The PC industry is getting squeezed from every side, and Framework CEO Nirav Patel is leaning into the panic. In a recent blog post, he argued that cloud computing is economically outpacing personal computers and warned that the industry is drifting toward a future where users ”own nothing and be happy.” That sounds dramatic because it is, but it also captures a real problem: memory and storage costs are rising fast, and the companies that sell the parts are increasingly serving AI data centers instead of ordinary buyers.

The timing is awkward for everyone involved. IDC says the PC industry was growing in the first quarter of 2026, then hit a wall over the last few months as component shortages and deteriorating economic conditions piled up. IDC also pointed to the war in Iran as a fresh burden on global logistics, with the pressure trickling down to end users through higher prices. In other words: this is not just a Framework problem, and it is not just a consumer annoyance. It is an industry-wide bill coming due.

RAM shortages are reshaping the PC market

Framework has been unusually blunt about the squeeze because its business depends on modular parts people can buy separately. Over the last few months, the company has repeatedly raised prices on RAM and storage, including a recent increase on SSDs of 4TB or higher and prebuilt Framework Laptop 16 configurations with 64GB of DDR5 RAM. That kind of transparency is refreshing, but it also doubles as a sales pitch: if the PC is getting more expensive anyway, Framework wants to be the company selling you something you can keep fixing.

The broader supply chain story is even uglier. AI datacenter buildouts have created enormous demand for HBM memory, and the big memory suppliers – Samsung, SK Hynix, and Micron – are oriented toward that market. Consumer DRAM and NAND flash are getting caught in the leftovers. Once GPU, SSD, and RAM prices all move up together, the classic ”just buy a decent laptop” advice starts sounding quaint.

Asus ran into the same pricing headache

Framework is not alone in getting caught by the new math. Asus launched its Zenbook A16 at $1,600 and adjusted the price to $1,700 by that same afternoon, blaming an error from Best Buy. A price change that fast is almost funny, except it is also a reminder that hardware pricing is getting more volatile than the companies selling it would like to admit.

  • Framework says the next product announcement is slated for April 21.
  • The company’s teaser video includes penguin imagery, hinting at a Linux tie-in.
  • Framework’s current PCs can run Linux or be bought with a Windows 11 license.

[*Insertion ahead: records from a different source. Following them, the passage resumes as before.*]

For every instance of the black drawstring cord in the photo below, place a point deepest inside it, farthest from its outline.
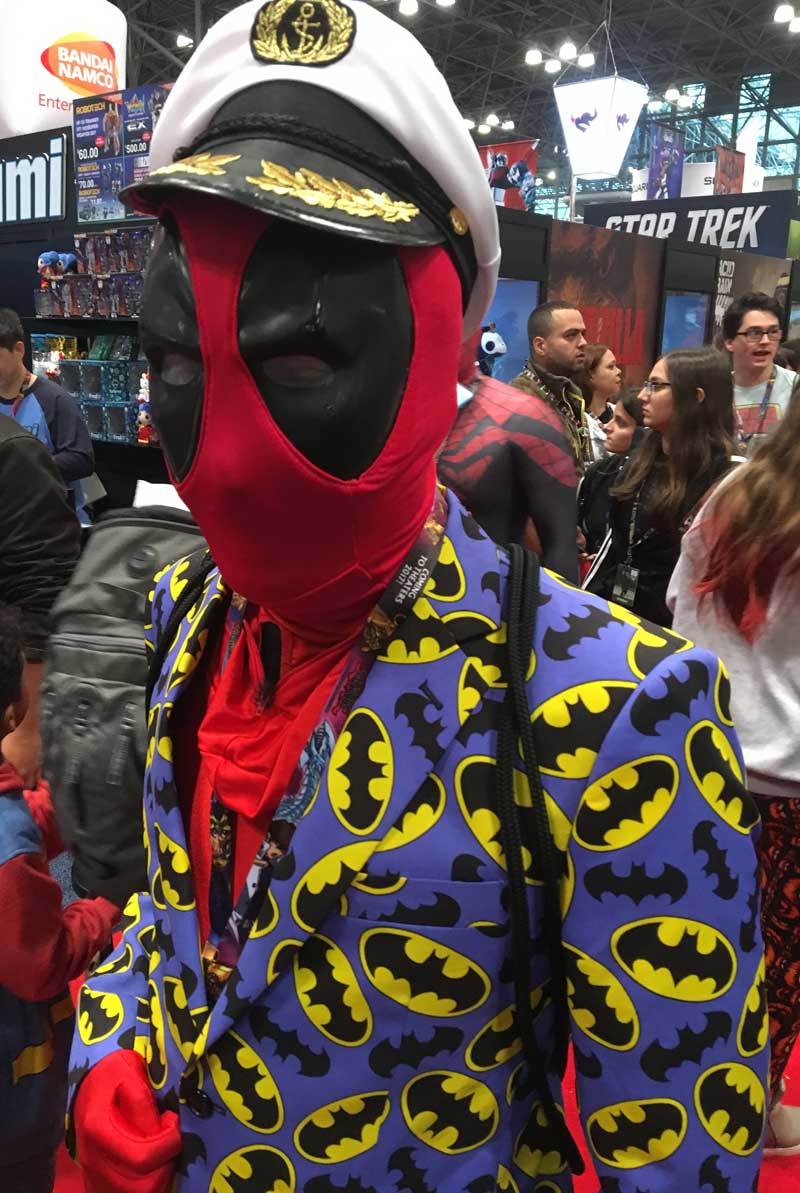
(515, 718)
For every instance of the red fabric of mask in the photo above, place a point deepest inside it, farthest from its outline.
(312, 550)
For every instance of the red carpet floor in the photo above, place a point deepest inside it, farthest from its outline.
(777, 1175)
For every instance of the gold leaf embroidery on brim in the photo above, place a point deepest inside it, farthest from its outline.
(272, 45)
(206, 165)
(332, 193)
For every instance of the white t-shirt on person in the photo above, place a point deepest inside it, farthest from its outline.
(749, 399)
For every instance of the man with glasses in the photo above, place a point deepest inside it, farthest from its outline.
(752, 329)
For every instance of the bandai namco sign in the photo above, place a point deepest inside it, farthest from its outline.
(59, 54)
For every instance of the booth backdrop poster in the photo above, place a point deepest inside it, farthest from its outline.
(738, 273)
(112, 148)
(614, 280)
(53, 53)
(729, 178)
(749, 223)
(512, 171)
(665, 162)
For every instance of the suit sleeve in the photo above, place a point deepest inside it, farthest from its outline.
(663, 946)
(39, 537)
(112, 1006)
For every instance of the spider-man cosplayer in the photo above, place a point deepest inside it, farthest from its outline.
(317, 990)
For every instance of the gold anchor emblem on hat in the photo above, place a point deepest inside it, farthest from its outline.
(303, 32)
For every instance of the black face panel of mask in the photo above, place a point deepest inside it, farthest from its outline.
(324, 326)
(326, 329)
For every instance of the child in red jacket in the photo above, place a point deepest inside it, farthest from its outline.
(42, 947)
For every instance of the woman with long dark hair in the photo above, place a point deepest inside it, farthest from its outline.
(737, 592)
(688, 407)
(600, 382)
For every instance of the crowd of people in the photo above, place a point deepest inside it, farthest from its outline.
(416, 810)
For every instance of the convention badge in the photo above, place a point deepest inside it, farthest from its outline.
(625, 585)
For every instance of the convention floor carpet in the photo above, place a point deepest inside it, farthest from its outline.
(777, 1175)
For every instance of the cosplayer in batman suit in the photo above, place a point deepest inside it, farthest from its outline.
(354, 1028)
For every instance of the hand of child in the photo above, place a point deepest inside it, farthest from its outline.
(124, 1144)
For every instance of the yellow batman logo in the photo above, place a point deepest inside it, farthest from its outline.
(624, 805)
(447, 582)
(450, 1112)
(731, 1102)
(254, 1167)
(500, 1040)
(343, 1129)
(676, 958)
(572, 725)
(246, 1085)
(329, 993)
(636, 1133)
(534, 1153)
(718, 777)
(599, 1002)
(423, 975)
(361, 773)
(99, 1015)
(320, 889)
(420, 816)
(754, 1022)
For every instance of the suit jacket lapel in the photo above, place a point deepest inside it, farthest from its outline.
(417, 697)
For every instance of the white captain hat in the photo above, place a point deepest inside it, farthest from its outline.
(328, 112)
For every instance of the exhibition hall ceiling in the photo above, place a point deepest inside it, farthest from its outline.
(481, 47)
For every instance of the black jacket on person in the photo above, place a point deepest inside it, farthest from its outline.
(656, 548)
(39, 533)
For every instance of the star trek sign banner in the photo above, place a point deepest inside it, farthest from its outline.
(749, 223)
(599, 117)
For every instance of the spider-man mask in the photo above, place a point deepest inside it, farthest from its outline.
(301, 384)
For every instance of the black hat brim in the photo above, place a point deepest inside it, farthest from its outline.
(293, 183)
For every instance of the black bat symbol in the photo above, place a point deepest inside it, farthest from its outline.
(426, 733)
(748, 931)
(559, 644)
(191, 1150)
(711, 1175)
(689, 680)
(287, 1043)
(704, 840)
(659, 1059)
(442, 913)
(413, 1179)
(637, 884)
(413, 1049)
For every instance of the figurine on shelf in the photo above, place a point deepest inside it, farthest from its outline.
(147, 433)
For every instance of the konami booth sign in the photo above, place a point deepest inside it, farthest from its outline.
(62, 50)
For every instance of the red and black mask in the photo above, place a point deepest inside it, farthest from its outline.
(301, 384)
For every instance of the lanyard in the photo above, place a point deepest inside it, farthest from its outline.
(231, 923)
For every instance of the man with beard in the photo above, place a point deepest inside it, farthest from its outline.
(348, 969)
(558, 337)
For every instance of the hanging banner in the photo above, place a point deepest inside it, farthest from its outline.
(599, 117)
(750, 223)
(729, 178)
(698, 179)
(665, 162)
(512, 171)
(611, 280)
(112, 148)
(56, 53)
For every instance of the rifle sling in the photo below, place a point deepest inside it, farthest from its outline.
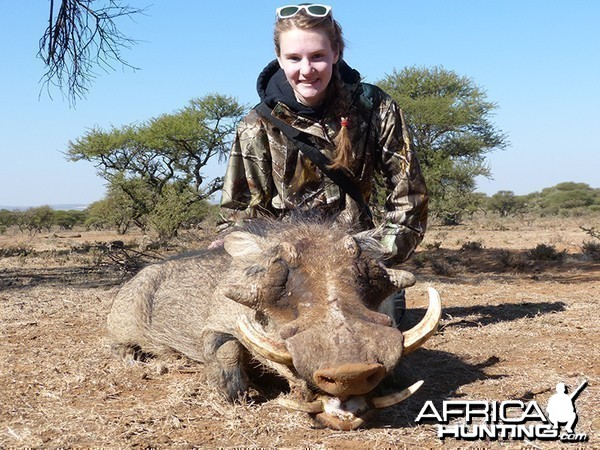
(319, 159)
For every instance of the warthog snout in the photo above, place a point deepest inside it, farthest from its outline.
(349, 379)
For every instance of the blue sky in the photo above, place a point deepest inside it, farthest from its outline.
(539, 60)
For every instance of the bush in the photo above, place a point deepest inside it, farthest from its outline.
(543, 252)
(591, 249)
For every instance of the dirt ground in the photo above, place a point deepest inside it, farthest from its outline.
(514, 325)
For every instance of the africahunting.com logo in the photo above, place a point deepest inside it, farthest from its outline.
(507, 420)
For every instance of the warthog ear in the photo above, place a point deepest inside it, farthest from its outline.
(242, 245)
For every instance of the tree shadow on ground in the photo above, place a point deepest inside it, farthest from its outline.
(78, 277)
(444, 374)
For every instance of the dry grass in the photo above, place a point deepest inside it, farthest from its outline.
(508, 332)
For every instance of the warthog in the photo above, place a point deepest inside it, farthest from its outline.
(300, 298)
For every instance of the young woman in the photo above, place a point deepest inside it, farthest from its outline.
(311, 97)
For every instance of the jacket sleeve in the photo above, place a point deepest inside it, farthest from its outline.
(407, 197)
(248, 183)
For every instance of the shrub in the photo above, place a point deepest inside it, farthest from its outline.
(544, 252)
(591, 249)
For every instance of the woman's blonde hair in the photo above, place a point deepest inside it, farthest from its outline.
(337, 99)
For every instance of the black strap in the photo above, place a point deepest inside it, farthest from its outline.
(319, 159)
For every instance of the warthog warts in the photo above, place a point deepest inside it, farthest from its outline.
(301, 298)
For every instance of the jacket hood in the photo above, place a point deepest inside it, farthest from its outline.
(273, 87)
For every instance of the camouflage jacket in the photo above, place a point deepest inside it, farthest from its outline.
(268, 175)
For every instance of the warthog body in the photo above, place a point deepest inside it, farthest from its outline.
(300, 298)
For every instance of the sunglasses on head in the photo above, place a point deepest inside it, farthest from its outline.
(315, 10)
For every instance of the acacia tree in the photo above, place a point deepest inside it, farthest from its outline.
(82, 35)
(449, 118)
(159, 165)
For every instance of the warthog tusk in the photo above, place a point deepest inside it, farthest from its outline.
(393, 399)
(297, 405)
(401, 278)
(258, 341)
(417, 335)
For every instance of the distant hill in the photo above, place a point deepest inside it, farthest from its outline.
(65, 207)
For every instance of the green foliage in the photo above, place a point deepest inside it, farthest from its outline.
(35, 220)
(7, 218)
(67, 220)
(568, 198)
(155, 171)
(449, 119)
(506, 203)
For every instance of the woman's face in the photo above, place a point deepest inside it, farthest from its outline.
(307, 59)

Framework’s next move looks like a Linux play

Patel is clearly doing two things at once: complaining about a broken market and trying to turn that complaint into momentum for a launch. If the next Framework machine leans harder on Linux, that would fit the company’s long-running pitch that ownership, repairability, and software choice matter more than glossy resale value. It would also be a practical way to shave costs in a market where every component seems to arrive with a surcharge attached.

The bigger question is whether consumers will keep paying for the right to own a machine outright. For years, tech companies have nudged users toward subscriptions, services, and cloud dependencies because recurring revenue is lovely if you’re the vendor. The PC industry may not be ready to say the quiet part out loud, but Patel already has: if hardware keeps getting more expensive and parts keep getting tighter, the old personal computer bargain gets harder to defend.